Finding a lifestyle that is great for bringing up children is close to the heart of many expats and it seems that it is the motivating factor behind Avatar and Titanic director James Cameron’s decision to move to New Zealand. After falling in love with New Zealand nearly two decades ago he is now moving [...]

Click to read the full news article: Hollywood director moves country for the sake of his family...
Please come back to discuss the story here in this thread.


----------



## KiwiRoo (Feb 11, 2012)

I was googling about this issue and got to this site. You've gotta admit, the whole thing is a bit peculiar. He has been described as being very egotistical and opinionated, spoils of a wealthy lifestyle. How will he fit into a quiet, isolated environment, not sure?

Having moved away from Christchurch after multiple earthquakes myself, I'm rather intrigued by this. I cut my losses, bit the dust (literally) and moved away, sick of living on the edge.

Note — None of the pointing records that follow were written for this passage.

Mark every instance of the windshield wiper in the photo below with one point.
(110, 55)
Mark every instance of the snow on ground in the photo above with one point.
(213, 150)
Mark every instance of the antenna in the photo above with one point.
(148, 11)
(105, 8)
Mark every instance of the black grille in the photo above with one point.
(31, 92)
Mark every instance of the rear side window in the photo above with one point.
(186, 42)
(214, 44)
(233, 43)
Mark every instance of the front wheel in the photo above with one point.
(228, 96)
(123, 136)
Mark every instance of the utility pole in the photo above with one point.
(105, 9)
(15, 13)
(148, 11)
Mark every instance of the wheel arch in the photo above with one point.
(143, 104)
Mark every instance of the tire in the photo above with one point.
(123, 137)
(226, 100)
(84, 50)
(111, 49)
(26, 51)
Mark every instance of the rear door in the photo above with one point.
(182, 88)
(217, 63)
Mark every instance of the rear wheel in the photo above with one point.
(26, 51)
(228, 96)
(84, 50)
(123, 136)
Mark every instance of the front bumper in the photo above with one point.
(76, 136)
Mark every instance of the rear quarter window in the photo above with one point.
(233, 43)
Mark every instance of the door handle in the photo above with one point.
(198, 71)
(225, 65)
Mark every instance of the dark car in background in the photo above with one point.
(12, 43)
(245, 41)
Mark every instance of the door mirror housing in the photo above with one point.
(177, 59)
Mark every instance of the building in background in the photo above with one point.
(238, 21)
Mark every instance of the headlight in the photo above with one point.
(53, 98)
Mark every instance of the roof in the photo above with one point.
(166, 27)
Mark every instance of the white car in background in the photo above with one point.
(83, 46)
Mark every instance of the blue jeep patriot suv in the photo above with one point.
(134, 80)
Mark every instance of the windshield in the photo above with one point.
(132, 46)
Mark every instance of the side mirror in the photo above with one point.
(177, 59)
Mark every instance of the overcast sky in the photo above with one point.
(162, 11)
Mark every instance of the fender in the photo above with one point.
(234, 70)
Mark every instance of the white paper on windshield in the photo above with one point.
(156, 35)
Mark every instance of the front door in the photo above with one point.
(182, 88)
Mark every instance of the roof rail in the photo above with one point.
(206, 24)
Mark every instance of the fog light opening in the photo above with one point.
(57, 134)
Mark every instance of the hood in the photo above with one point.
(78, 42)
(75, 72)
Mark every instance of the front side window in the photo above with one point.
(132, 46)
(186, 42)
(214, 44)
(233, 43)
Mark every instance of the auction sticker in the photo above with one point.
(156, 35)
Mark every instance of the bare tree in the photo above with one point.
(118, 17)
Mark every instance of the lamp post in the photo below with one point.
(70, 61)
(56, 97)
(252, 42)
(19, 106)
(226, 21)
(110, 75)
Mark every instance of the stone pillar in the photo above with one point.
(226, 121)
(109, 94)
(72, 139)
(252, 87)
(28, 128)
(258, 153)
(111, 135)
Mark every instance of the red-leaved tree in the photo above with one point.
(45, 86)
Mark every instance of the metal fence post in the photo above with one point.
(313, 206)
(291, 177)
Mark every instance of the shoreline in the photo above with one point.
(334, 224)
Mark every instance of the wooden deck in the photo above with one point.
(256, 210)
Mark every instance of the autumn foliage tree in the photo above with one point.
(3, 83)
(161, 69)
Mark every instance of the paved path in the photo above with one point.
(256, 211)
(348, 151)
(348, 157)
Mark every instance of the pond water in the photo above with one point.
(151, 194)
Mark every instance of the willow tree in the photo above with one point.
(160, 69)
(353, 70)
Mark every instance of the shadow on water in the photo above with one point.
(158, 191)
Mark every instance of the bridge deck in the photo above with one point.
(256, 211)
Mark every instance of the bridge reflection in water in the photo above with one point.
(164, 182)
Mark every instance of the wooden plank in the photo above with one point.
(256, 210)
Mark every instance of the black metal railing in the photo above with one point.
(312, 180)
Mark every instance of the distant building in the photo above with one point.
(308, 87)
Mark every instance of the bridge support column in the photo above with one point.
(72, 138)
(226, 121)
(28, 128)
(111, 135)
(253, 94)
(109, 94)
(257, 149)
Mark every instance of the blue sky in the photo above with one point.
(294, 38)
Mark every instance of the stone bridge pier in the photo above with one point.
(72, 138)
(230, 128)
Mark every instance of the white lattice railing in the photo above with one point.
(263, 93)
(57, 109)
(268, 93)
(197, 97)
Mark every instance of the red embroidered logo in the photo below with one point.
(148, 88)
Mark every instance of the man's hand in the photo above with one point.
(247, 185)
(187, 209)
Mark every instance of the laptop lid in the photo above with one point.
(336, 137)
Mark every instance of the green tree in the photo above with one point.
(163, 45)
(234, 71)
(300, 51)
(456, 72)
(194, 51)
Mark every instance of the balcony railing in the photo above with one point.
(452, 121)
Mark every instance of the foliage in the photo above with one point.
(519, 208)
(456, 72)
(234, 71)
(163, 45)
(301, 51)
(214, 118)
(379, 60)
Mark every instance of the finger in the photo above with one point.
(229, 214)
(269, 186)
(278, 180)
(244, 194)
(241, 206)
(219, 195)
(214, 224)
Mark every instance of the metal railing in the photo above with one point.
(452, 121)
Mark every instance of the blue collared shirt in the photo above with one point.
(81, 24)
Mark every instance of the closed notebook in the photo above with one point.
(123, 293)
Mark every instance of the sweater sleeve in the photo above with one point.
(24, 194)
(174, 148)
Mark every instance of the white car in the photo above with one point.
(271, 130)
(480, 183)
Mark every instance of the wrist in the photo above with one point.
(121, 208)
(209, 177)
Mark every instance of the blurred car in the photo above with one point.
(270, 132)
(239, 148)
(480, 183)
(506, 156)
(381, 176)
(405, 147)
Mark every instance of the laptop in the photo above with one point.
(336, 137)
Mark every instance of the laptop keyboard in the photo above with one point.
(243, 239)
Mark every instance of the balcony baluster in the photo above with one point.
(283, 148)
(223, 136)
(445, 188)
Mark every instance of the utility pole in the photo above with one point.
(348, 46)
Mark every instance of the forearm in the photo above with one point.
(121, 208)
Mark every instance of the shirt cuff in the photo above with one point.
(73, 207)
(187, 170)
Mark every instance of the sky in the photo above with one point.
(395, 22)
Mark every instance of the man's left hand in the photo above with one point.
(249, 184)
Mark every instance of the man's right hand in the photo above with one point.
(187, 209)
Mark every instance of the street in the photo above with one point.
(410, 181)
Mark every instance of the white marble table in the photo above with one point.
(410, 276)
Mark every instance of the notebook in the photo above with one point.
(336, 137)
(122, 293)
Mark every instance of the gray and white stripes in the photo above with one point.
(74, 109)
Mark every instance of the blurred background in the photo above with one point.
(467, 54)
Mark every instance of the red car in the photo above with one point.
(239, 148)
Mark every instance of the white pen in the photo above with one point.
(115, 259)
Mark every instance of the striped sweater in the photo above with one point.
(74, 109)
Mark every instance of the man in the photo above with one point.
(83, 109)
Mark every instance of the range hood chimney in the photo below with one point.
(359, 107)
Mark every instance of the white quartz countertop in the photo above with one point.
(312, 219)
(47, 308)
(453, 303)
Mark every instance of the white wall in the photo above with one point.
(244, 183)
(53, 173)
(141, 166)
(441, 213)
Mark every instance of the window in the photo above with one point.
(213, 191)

There is speculation that this could be a tax dodge of some kind, some doom prophets theorize that he is preparing for tough economic times, where it would be of great benefit to have your own farm in an isolated place, producing your own food, etc.

Who knows?


----------



## carosapien (Oct 16, 2011)

Didn't Shania Twain also buy property in New Zealand but not live there? 

You could be right about it being a tax dodge. He has children doesn't he but there's no way he'll be sending them to the local school. If and when he does then I'll believe he's settling in New Zealand.

Makes a nice story for the newspapers though


----------



## KiwiRoo (Feb 11, 2012)

Whilst on the subject of the infamous moving to unlikely locations :

Can anyone tell me what is Paul Henry doing in Australia on Breakfast TV?

Mr Big - Paul Henry - Television - NZ Herald News


Do I need this guy while I crunch cornflakes?


----------



## topcat83 (Apr 16, 2009)

KiwiRoo said:


> Whilst on the subject of the infamous moving to unlikely locations :
> 
> Can anyone tell me what is Paul Henry doing in Australia on Breakfast TV?
> 
> ...


 Someone has to put up with him - we've had him for long enough!


----------